Splitter? Well, hmm... I would just make my own lol, it is easy, there are special switcher IC's or do relays. There are PA solutions, but those are bulky and costly intended for stage use. If you have the Creative, why don't you use motherboard audio for one and regret3D  for speakers  The are really quite on par.

The gain using analog is that with creative you can use upmixing using DTS when watching some stereo only source and other gimmicks that I don't use lol.

I am Razer user to, just because I got the adder, I needed a keyboard, I thought I already use that synaptic crap, that I really hate, so it won't matter any more.


----------



## Agility (May 9, 2015)

The synapse is the worse software ever. Also, when i'm using speakers it is more of using it to watch movie / listen to music. While using the headset, positional surround audio is an important factor to me as being able to hear the sound coming from the direction (Works good in horror games )



> Splitter? Well, hmm... I would just make my own lol, it is easy, there are special switcher IC's or do relays. There are PA solutions, but those are bulky and costly intended for stage use. If you have the Creative, why don't you use motherboard audio for one and regret3D  for speakers  The are really quite on par.



Hmm so you're suggesting that if i'm not going for a splitter, i should just input my speakers onto the motherboard audio while the headset would go directly to my sound card?


----------



## Ferrum Master (May 9, 2015)

Yes, just switch in windows your default audio device and everything should work.


----------



## Agility (May 30, 2015)

Hey guys, have already gotten what i wanted

Mouse: Logitech G502
Speakers: Creative T4 Wireless using digital cable (Solves my problem in switching stuff
Headset: Roccat Kave XTD 5.1 Analog

and as for keyboard, it is Tesoro Lebora Spectrum Black Switch. However, my retailer said that they wont be importing black switches but they will try. Will wait till 2nd week of June. Anyone wanna help me in shipping that keyboard over?  

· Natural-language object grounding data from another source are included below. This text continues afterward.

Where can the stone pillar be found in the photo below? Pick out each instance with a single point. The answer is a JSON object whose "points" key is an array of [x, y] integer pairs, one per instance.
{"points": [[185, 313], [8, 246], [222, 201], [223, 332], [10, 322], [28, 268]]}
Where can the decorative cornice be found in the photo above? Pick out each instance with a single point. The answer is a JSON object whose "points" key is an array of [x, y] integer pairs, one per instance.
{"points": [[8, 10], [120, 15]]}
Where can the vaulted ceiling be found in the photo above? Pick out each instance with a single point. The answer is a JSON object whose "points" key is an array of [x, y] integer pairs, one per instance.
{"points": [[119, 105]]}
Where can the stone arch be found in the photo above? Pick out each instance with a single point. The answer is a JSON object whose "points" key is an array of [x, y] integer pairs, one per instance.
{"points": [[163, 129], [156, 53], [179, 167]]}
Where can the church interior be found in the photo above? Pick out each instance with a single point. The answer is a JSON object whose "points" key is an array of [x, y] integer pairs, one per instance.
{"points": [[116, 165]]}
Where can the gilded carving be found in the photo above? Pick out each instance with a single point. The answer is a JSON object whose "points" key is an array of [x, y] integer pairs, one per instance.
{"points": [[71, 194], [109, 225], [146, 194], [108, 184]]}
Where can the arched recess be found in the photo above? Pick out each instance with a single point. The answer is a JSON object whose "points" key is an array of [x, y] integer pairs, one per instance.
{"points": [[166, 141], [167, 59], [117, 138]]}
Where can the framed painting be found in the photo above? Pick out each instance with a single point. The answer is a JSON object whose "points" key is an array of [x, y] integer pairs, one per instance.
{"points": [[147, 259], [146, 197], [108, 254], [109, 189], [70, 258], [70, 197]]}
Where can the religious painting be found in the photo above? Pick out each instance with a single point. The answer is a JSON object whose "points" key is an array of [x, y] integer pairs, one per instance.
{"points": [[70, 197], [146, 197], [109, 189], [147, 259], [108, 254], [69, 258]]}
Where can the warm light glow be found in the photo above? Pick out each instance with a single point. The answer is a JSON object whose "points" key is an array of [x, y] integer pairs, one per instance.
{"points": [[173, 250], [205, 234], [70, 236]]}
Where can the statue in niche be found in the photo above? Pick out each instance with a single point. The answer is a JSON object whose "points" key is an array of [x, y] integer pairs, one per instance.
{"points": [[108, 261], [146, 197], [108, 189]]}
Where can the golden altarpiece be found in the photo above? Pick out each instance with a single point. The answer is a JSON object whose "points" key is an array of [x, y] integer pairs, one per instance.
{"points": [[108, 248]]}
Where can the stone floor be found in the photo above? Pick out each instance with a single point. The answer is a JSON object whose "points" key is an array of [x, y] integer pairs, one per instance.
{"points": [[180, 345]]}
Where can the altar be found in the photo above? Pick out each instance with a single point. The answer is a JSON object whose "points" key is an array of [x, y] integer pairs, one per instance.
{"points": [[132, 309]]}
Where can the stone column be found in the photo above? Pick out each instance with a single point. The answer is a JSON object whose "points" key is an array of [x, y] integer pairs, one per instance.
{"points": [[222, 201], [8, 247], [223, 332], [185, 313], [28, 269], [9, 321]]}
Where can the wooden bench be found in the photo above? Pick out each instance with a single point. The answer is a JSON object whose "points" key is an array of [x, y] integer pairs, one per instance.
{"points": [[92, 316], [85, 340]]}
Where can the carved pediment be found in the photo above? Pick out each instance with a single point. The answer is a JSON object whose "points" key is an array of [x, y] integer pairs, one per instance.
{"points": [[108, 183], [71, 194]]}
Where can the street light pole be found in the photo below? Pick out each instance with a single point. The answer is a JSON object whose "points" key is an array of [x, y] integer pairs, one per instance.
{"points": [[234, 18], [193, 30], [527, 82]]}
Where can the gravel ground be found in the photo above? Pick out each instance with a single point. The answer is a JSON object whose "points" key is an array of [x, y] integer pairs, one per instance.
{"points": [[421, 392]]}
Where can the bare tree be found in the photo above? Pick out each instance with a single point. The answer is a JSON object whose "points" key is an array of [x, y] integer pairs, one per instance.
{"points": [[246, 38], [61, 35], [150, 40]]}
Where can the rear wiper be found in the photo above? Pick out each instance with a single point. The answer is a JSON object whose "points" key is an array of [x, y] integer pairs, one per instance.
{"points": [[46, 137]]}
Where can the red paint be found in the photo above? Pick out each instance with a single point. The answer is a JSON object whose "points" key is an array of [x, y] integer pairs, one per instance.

P.S Amazon sells the keyboard but doesn't ship to my country. Other websites are selling at overwhelming prices which is way above retail.


----------



## WhiteNoise (May 31, 2015)

don't most headsets that are analog have the splitters in the box as an accessory? Every one I ever bought did.


----------



## Agility (May 31, 2015)

Nah it didn't. Were talking about 5.1 too. Have seen standard 3.5MM single jack splitting into two though.


----------



## WhiteNoise (May 31, 2015)

I have bought two 5.1 headsets from Turtle beach. Both analog and both came with splitters so I could run them along with my (at the time) Klipsch 4.1 speakers (but they had splitters for 5.1)


----------